The sole surviving works of one of the many Italian violinists who flocked to London claiming connections with Corelli in the 1720s, Carbonelli's twelve sonatas (we get the first six here, three of which receive their first ever recordings) are immensely attractive and original works, probably best described as ‘Italian with an English accent’ – the influence of Corelli is shot through with dances and jigs which owe just as much to Daniel Purcell and his contemporaries, as Čičić pointed out in a recent interview with me.
If the name of this Croatian-born baroque violinist may not ring immediate bells just yet, the distinctive sweetness and line of Čičić’s playing provoked ripples of recognition amongst my colleagues, who’d all adored the recording of the Bach Double Concerto on which he partnered Rachel Podger a few years ago; though this is his first solo disc, Čičić has been quietly establishing himself with London’s leading early music ensembles for the past decade, and his self-effacing, collegiate approach to music-making is always in evidence here in the rapport with gamba-player Susanne Heinrich, harpsichordist Steven Devine and theorbist David Miller.
On first hearing, I raised an eyebrow at the booklet’s claim that the technical hurdles which these pieces present has played a possible role in their neglect (Čičić noted wryly in our interview that a distinguished fellow violinist had recently declined to take up the gauntlet, even when presented with an essentially blank cheque to make a recording for another label!), and if that comes across as a backhanded compliment then bear with me. These aren’t works (or indeed performances) which wear their difficulty on their sleeve, but when you actually see the music written down it becomes apparent that this difficulty is often quite staggering. Other than the exhilarating set of variations which bring the final sonata on this set to a dizzying close, virtuosity is for the most part worn lightly: following along with the sketchy manuscript that’s available online, it struck me that the most overtly ‘flashy’ passages in the allegros (delivered with infectious energy and impetus) seem on the whole to sit relatively well ‘under the hand’, whilst the lion’s share of real challenges lie in slow movements, often stuffed to the gunnels with double-, triple-, and even quadruple-stopping that looks literally impossible on the page and makes the complexities of Bach’s great Chaconne (BWV1004) seem like a walk in the park. It’s testament to Čičić’s artistry that you’re never aware of the difficulties being surmounted – fistfuls of the most awkwardly-written chords are dispatched with immaculate intonation and voicing, whilst the contrapuntal sections in the elaborate fugues have a clarity to rival the finest keyboard-player.
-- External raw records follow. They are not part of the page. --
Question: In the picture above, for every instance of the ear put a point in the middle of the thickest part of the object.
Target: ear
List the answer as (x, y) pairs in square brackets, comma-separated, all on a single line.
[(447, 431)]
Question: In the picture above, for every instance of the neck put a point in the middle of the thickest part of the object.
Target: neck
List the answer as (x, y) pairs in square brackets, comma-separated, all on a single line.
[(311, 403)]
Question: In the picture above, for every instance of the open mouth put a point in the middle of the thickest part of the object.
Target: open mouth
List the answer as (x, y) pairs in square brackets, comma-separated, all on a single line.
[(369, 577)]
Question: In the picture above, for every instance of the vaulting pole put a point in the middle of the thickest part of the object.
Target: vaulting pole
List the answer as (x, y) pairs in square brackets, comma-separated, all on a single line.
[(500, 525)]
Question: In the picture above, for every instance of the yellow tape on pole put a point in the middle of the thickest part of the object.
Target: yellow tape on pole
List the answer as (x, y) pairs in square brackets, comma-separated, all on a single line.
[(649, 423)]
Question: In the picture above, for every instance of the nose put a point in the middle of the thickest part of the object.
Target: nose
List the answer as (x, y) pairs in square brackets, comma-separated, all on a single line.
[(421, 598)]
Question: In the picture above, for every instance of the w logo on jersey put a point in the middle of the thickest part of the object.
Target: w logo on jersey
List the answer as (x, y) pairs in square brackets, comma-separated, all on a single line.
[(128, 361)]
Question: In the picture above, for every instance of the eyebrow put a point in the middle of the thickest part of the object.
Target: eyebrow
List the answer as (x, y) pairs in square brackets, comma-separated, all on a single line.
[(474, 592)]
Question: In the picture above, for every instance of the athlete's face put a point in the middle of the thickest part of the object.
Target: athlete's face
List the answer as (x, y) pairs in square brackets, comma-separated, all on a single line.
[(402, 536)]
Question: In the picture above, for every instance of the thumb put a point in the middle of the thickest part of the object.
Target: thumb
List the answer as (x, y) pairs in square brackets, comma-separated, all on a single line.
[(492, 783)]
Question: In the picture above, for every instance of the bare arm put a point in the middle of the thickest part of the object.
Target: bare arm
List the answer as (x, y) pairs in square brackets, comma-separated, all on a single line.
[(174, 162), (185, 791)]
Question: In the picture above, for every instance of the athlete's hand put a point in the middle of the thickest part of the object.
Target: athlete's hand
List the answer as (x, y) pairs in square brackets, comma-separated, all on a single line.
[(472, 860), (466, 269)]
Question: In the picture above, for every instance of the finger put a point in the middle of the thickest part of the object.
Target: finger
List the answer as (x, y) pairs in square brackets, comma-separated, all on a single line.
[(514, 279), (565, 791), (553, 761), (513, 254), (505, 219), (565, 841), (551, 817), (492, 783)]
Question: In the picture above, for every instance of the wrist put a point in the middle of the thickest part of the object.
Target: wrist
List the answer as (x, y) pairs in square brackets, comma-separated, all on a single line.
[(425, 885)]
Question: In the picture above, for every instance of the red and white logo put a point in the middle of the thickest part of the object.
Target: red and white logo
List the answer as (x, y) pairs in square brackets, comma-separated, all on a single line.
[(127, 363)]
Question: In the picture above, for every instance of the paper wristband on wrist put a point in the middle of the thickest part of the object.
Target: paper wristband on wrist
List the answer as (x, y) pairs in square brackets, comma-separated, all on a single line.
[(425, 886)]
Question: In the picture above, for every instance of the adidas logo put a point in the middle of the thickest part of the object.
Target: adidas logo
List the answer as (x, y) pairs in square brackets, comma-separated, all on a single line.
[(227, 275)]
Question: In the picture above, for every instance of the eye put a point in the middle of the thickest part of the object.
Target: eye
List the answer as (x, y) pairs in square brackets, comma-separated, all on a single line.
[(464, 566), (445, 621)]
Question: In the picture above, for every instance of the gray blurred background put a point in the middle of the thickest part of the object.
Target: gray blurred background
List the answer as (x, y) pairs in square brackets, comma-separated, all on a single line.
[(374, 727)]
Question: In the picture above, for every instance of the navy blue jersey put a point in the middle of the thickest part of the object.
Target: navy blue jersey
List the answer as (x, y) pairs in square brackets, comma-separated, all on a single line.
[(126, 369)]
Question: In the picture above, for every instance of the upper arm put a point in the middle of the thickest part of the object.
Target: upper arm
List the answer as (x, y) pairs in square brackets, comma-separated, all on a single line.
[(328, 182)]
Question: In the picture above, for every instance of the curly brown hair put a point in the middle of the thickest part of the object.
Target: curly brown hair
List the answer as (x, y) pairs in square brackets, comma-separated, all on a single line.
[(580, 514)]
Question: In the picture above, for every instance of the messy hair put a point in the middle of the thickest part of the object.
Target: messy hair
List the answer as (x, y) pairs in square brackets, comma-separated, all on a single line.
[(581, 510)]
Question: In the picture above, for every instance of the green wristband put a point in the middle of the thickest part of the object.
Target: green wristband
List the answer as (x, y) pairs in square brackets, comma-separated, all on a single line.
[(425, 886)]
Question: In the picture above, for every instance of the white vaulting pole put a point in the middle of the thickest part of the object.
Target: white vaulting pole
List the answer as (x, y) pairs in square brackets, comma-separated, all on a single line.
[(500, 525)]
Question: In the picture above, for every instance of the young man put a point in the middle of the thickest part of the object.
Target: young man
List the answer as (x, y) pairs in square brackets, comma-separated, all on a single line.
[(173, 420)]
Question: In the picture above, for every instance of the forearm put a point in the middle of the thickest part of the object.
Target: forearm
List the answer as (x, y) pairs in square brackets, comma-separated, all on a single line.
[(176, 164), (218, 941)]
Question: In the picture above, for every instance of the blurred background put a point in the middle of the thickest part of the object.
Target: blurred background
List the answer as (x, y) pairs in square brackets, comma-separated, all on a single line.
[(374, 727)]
I’d wager a tidy sum that I won’t be the only one to come away from this beautiful disc itching to hear more from both composer and performers. As those final swirling variations died away, I felt a wave of disappointment as I remembered that the rest of Carbonelli’s output is currently Missing In Action, but there are still another six sonatas in this set, four of which currently languish unrecorded – fingers crossed that Čičić, the Illyria Consort and Delphian finish the job and lavish the same love and commitment on them, and soon.